I realized today that when I am stressed it’s like when I used to get migraine headaches – I can’t stand the sound of people talking. Human voices grate on my nerves, like this. I had one of those ‘episodes’ this morning, not a migraine, but a stress attack and I snapped my husband’s head off and yelled at the cat. Yes, I know the cat doesn’t qualify as a human voice but then again, you have never heard my cat. And she just never effin’ shuts up! If I knew what she wanted I would give it to her, I would, really, I would. Sometimes I know what she wants and them sometimes it is just incessant demands. “What do you want? You’re a cat. I don’t understand you”
Now that ‘the mother‘ has died, I wondered this morning how my father is dealing with that. Have they bumped into each other yet? Is there some holding space for the recently deceased? I was talking to him this morning and he made me drop my earring and then laughed – not a bad laugh but a warm laugh. I didn’t think to ask him about his wife (aka ‘the mother‘). We used to say that my father died because that was the only way he could get away her. So how does that work now that they are both dead?
chomping at the bit?

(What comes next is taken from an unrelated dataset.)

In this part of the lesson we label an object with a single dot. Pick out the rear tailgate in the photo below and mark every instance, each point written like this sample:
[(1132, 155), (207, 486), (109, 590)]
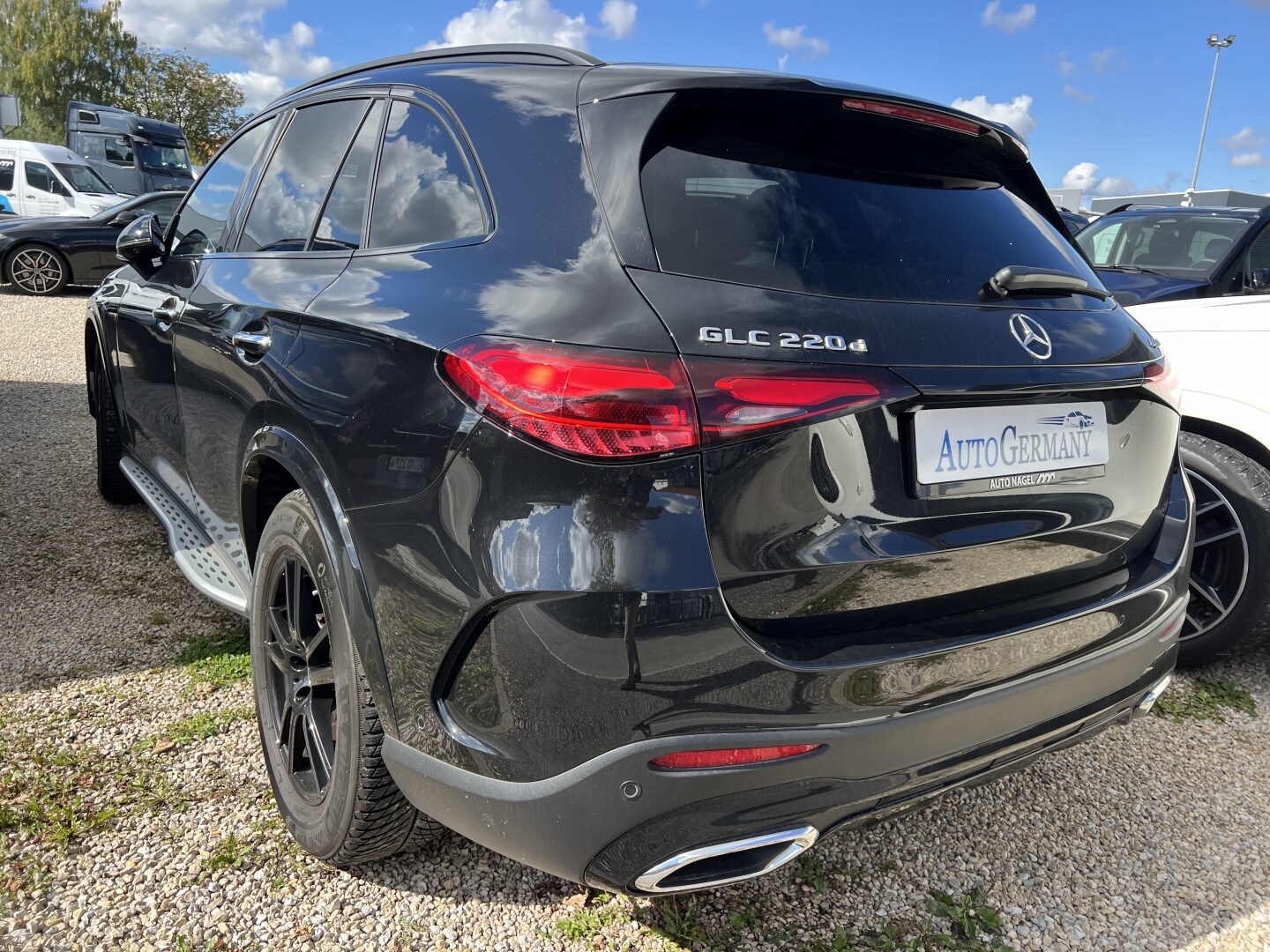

Grammar Girl will fill you on on which is correct.
Anywaay – I got a notice last night that a book I’ve had on hold for 4 months, yes, that’s right, 4 – count ’em 4 – months finally became available. I didn’t want to start it last night because that would have meant that I would be up all night reading.
This morning was a laundry morning, so I was up at the crack of dawn to get first crack at the community laundry room and then I had an opthamologist appointment at 1pm. I’m home now but still refraining from diving into my book because it will be hours before the dilation wears off. Right now the world is still all bright and beautiful and fuzzy.
Once I dive into that book I will not be coming up for air until I’ve finished it – so maybe after dinner. Which book is it, you ask? Why, “Olive, Again” by Elizabeth Strout. Hands down, I do believe Elizabeth Strout is my favorite novelist of all time. I have all her books, and I dip into them from time to time just to soothe my soul.
“My Name is Lucy Barton” is far and away my favorite book of hers, I can’t recall exactly how many times I’ve read it or how many bits and pieces I have copied out (I could go into my quotes folder and count them if you really must know…)
Anyway, anyway – I can barely see the screen so I’m gonna sign off – I have no idea how many errors there must be in this short post and when I can actually see normally I’ll come back and fix them – I think I need to just lie down now in a darkened room for a bit.